Along with Bernard on lead vocals, slide guitar, lead guitar, talk, B3 and acoustic guitars are John T. McGhee on rhythm guitar, Jose Ned James on sax for “Kiddio,” George Moye on bass guitar, and Mario Dawson on drums, finger snaps, tambourine, and background vocals for “Leave Your Ego.”

The following three songs are diamonds in the midst of a twelve-gem tennis bracelet.

Track 01: “Cruisin’ for a Bluesin’” – Periodically, touring artists wax poetic about life on the road – the routine, the ins and outs of performing, and in the end, the perennial payoff. “Well, I wake up every morning, just about the break of day. One more cup of coffee, and then I get on my way…We’re cruisin’ for a bluesin’. We don’t know any other way.” Would that we all could be so lucky! Laid-back and good-humored, this opener should find its way onto Sirius XM’s playlists, if it hasn’t already.

Track 06: “Kiddio” – Winning my Best Instrumentation award is “Kiddio,” an endearingly sexy cover featuring sultry sax and lyrics that’ll melt a glacier. Also top-notch is George Moye’s bassline. Tap your toes and snap your fingers along with Mario Dawson, and croon along with Bernard as he sings, “I want you, baby. Don’t you say no. Make me feel good, kiddio.” Reminiscent of Steve Miller and Marvin Gaye, it’s a touch of jazz amid the blues.
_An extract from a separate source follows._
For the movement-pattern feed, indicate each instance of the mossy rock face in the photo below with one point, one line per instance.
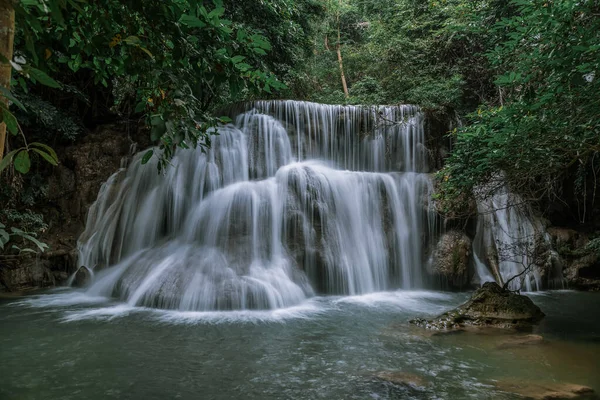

Track 12: “Castle” – A gorgeous tribute to Allison’s late father, Luther, “Castle” will tug at one’s heartstrings and make one play along on acoustic guitar strings. It’s a melancholy ballad that fits perfectly as a closer, midway between blues and straight romantic serenade.

Are late-winter doldrums getting you down? Let It Go with the magnificent Bernard Allison!